At this point (within the chosen function), if I take an empty “process” (player) object and try to put it into the GUI, the GUI link-up tries to get info from the empty process, which fails (DoesNotUnderstand) and at this point sclang crashes.

Basically, a pretty deep stack, but I couldn’t find out how deep because dumpBackTrace truncates the printout :confused: But, if I do the faulty operation directly as a command (stack is much less deep), then it’s fine, the error is reported normally.

I can guard the offending calls in my code and that’s fine for now. But… DoesNotUnderstand became a lot more complicated in 3.14, with new primitives I think…? Probably some bugs there (very easy to miss something in a primitive).

hjh

A possibly related reproducer (not totally sure):

(
f = { |level = 100|
	protect {
		if(level > 0) {
			f.(level - 1)
		} {
			// "valid result".postln;
			f.doesnotunderstand;
		};
	};
	level
};
)

f.(22);  // grinds much longer than you think but eventually...
ERROR: Message 'doesnotunderstand' not understood.

f.(23);  // grinds, then crashes

The crash disappears if no error is thrown at the bottom of the recursion chain.

Curiously, though, if it’s Error("throw something else").throw at the bottom, rather than the misunderstood message, then f.(22) crashes too.

Without protect it can do a million recursive steps, no problem.

hjh

I am running: SC 3.14 Dell Laptop OS=Windows 11 RAM=16GB CPU=Intel i7

When I looked up: DoesNotUnderstandError I got this warning:
WARNING: SCDoc: In …_SuperCollider3_14-Install_\HelpSource\Classes\DoesNotUnderstandError.schelp

  • Method new has 4 args, but doc has 3 argument:: tags.

I ran your short code f = { |level = 100| …

Before running SC was using 96MB
I ran f.(22)
After the stack trace is posted:
SC is using 9GB & the total machine memory usage peeks at 97%
SC does not give back the 9GB.

After about 15 minutes (not using the machine) SC memory usage has droped to 4.27GB.

After another 3 hours (not using the machine) SC memory usage has dropped to 1.46GB.

A few more findings:

It isn’t specifically DoesNotUnderstandError – if I throw any error at that point in the code, it also crashes.

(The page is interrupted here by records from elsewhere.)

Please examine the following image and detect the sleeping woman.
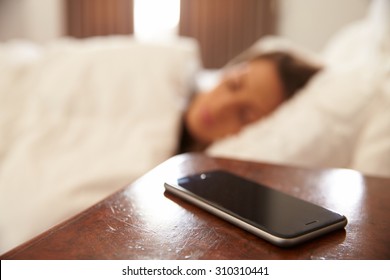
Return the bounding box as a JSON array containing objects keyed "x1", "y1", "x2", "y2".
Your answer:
[{"x1": 179, "y1": 51, "x2": 322, "y2": 153}]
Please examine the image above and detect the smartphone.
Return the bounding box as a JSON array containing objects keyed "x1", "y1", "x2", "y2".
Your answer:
[{"x1": 164, "y1": 170, "x2": 347, "y2": 247}]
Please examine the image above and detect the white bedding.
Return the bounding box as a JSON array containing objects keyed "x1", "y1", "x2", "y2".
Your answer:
[{"x1": 0, "y1": 36, "x2": 200, "y2": 253}]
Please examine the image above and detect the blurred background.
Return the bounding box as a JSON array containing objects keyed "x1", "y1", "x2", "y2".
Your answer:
[{"x1": 0, "y1": 0, "x2": 369, "y2": 68}]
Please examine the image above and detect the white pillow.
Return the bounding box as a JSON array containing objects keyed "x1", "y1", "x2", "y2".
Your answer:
[
  {"x1": 321, "y1": 0, "x2": 390, "y2": 66},
  {"x1": 351, "y1": 85, "x2": 390, "y2": 177},
  {"x1": 225, "y1": 35, "x2": 323, "y2": 68}
]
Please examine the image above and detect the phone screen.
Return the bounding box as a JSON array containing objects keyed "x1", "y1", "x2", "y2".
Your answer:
[{"x1": 173, "y1": 170, "x2": 347, "y2": 240}]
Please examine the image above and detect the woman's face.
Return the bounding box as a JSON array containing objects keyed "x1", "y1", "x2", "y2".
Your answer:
[{"x1": 185, "y1": 59, "x2": 285, "y2": 144}]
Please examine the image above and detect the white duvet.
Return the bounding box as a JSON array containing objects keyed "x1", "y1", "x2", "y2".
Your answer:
[{"x1": 0, "y1": 37, "x2": 200, "y2": 253}]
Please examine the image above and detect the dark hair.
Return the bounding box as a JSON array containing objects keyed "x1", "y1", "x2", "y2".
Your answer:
[{"x1": 253, "y1": 51, "x2": 322, "y2": 99}]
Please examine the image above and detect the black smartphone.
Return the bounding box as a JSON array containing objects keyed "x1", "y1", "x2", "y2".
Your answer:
[{"x1": 164, "y1": 170, "x2": 347, "y2": 247}]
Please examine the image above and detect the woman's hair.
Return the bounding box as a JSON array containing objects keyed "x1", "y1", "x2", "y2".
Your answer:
[{"x1": 253, "y1": 51, "x2": 322, "y2": 99}]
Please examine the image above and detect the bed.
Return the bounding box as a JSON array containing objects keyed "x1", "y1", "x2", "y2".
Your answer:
[{"x1": 0, "y1": 0, "x2": 389, "y2": 254}]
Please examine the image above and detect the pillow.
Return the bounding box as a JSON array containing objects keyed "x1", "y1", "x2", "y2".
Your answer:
[
  {"x1": 321, "y1": 0, "x2": 390, "y2": 66},
  {"x1": 194, "y1": 69, "x2": 222, "y2": 93},
  {"x1": 351, "y1": 85, "x2": 390, "y2": 176},
  {"x1": 225, "y1": 35, "x2": 323, "y2": 68}
]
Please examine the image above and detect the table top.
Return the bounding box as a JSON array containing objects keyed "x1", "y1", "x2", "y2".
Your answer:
[{"x1": 2, "y1": 153, "x2": 390, "y2": 259}]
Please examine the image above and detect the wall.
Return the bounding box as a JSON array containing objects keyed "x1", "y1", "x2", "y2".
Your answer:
[
  {"x1": 0, "y1": 0, "x2": 64, "y2": 42},
  {"x1": 277, "y1": 0, "x2": 369, "y2": 51}
]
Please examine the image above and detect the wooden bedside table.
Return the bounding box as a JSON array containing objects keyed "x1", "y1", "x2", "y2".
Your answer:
[{"x1": 2, "y1": 153, "x2": 389, "y2": 259}]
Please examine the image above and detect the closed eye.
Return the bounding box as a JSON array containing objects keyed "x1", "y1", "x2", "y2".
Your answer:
[{"x1": 225, "y1": 76, "x2": 242, "y2": 93}]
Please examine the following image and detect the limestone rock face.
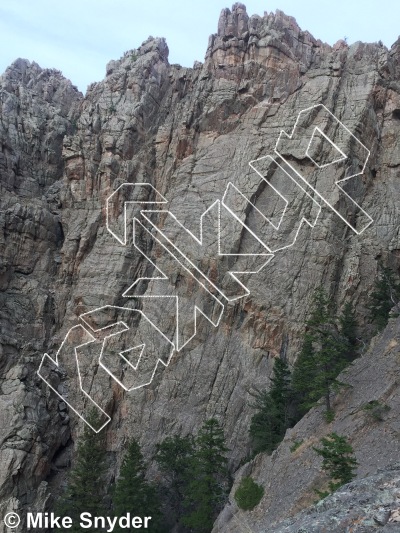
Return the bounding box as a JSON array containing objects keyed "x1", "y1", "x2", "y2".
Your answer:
[{"x1": 0, "y1": 3, "x2": 400, "y2": 530}]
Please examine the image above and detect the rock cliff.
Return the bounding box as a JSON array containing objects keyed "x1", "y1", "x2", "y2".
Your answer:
[
  {"x1": 1, "y1": 3, "x2": 400, "y2": 531},
  {"x1": 214, "y1": 315, "x2": 400, "y2": 531}
]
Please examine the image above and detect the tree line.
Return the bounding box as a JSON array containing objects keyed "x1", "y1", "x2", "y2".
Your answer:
[
  {"x1": 57, "y1": 416, "x2": 231, "y2": 532},
  {"x1": 56, "y1": 263, "x2": 400, "y2": 529},
  {"x1": 249, "y1": 287, "x2": 357, "y2": 456},
  {"x1": 249, "y1": 264, "x2": 400, "y2": 457}
]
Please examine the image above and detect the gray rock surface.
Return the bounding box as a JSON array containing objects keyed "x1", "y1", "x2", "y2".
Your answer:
[
  {"x1": 217, "y1": 465, "x2": 400, "y2": 532},
  {"x1": 213, "y1": 315, "x2": 400, "y2": 531},
  {"x1": 1, "y1": 3, "x2": 400, "y2": 531},
  {"x1": 265, "y1": 464, "x2": 400, "y2": 532}
]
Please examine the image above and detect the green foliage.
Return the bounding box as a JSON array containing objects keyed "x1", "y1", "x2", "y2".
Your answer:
[
  {"x1": 290, "y1": 440, "x2": 303, "y2": 453},
  {"x1": 182, "y1": 419, "x2": 230, "y2": 533},
  {"x1": 112, "y1": 439, "x2": 162, "y2": 532},
  {"x1": 247, "y1": 288, "x2": 360, "y2": 472},
  {"x1": 313, "y1": 433, "x2": 357, "y2": 494},
  {"x1": 315, "y1": 489, "x2": 331, "y2": 500},
  {"x1": 339, "y1": 302, "x2": 358, "y2": 361},
  {"x1": 269, "y1": 358, "x2": 292, "y2": 424},
  {"x1": 324, "y1": 409, "x2": 335, "y2": 423},
  {"x1": 367, "y1": 266, "x2": 400, "y2": 331},
  {"x1": 362, "y1": 400, "x2": 390, "y2": 421},
  {"x1": 292, "y1": 289, "x2": 350, "y2": 417},
  {"x1": 249, "y1": 390, "x2": 282, "y2": 454},
  {"x1": 154, "y1": 435, "x2": 194, "y2": 525},
  {"x1": 56, "y1": 410, "x2": 107, "y2": 531},
  {"x1": 249, "y1": 357, "x2": 292, "y2": 454},
  {"x1": 234, "y1": 477, "x2": 264, "y2": 511},
  {"x1": 291, "y1": 333, "x2": 317, "y2": 417}
]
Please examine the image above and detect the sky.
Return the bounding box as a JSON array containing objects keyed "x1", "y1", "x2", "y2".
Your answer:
[{"x1": 0, "y1": 0, "x2": 399, "y2": 94}]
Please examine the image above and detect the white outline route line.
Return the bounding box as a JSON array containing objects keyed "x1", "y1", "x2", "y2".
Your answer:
[
  {"x1": 39, "y1": 102, "x2": 373, "y2": 432},
  {"x1": 106, "y1": 182, "x2": 168, "y2": 245},
  {"x1": 225, "y1": 155, "x2": 322, "y2": 254},
  {"x1": 306, "y1": 126, "x2": 347, "y2": 169},
  {"x1": 80, "y1": 305, "x2": 175, "y2": 391},
  {"x1": 275, "y1": 103, "x2": 373, "y2": 235},
  {"x1": 37, "y1": 325, "x2": 111, "y2": 433},
  {"x1": 140, "y1": 200, "x2": 273, "y2": 302},
  {"x1": 124, "y1": 218, "x2": 225, "y2": 351}
]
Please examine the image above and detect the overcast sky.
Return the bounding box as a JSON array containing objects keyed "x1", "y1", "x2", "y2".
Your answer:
[{"x1": 0, "y1": 0, "x2": 399, "y2": 94}]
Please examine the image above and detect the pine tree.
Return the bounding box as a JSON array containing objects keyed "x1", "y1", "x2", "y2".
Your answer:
[
  {"x1": 249, "y1": 391, "x2": 282, "y2": 454},
  {"x1": 367, "y1": 266, "x2": 400, "y2": 331},
  {"x1": 292, "y1": 288, "x2": 348, "y2": 418},
  {"x1": 339, "y1": 301, "x2": 358, "y2": 361},
  {"x1": 112, "y1": 439, "x2": 162, "y2": 532},
  {"x1": 313, "y1": 432, "x2": 358, "y2": 494},
  {"x1": 249, "y1": 357, "x2": 292, "y2": 454},
  {"x1": 182, "y1": 419, "x2": 230, "y2": 532},
  {"x1": 269, "y1": 358, "x2": 292, "y2": 426},
  {"x1": 291, "y1": 332, "x2": 317, "y2": 417},
  {"x1": 56, "y1": 410, "x2": 107, "y2": 532},
  {"x1": 154, "y1": 435, "x2": 195, "y2": 526}
]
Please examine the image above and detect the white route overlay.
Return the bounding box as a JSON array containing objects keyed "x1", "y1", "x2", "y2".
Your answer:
[{"x1": 38, "y1": 104, "x2": 373, "y2": 431}]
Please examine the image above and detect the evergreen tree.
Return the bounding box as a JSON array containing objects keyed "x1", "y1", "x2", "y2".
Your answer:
[
  {"x1": 154, "y1": 435, "x2": 195, "y2": 526},
  {"x1": 269, "y1": 358, "x2": 292, "y2": 426},
  {"x1": 234, "y1": 477, "x2": 264, "y2": 511},
  {"x1": 367, "y1": 266, "x2": 400, "y2": 331},
  {"x1": 249, "y1": 357, "x2": 292, "y2": 454},
  {"x1": 313, "y1": 432, "x2": 358, "y2": 494},
  {"x1": 292, "y1": 288, "x2": 348, "y2": 418},
  {"x1": 56, "y1": 410, "x2": 107, "y2": 532},
  {"x1": 291, "y1": 333, "x2": 316, "y2": 418},
  {"x1": 112, "y1": 439, "x2": 162, "y2": 532},
  {"x1": 249, "y1": 391, "x2": 282, "y2": 454},
  {"x1": 339, "y1": 302, "x2": 358, "y2": 361},
  {"x1": 182, "y1": 419, "x2": 230, "y2": 532}
]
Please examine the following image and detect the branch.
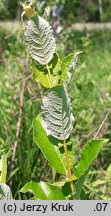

But, even more bizarre, if I insert a this.dumpBackTrace somewhere before the error (which I did because I wanted to see what the call stack looks like from the OSC response), then it doesn’t crash, and I get the full call stack from the error dump…? That is weird.

The full stack, it turns out, isn’t so deep: 12 frames outside protect, 19 inside. Kinda… trivial…? Why is it crashing?

So the f test can’t be exactly the same. My live-set crash happens very quickly without a large memory spike, consistent with a stack trace of only 30-ish frames. f is chewing up RAM and taking a fairly long time at it.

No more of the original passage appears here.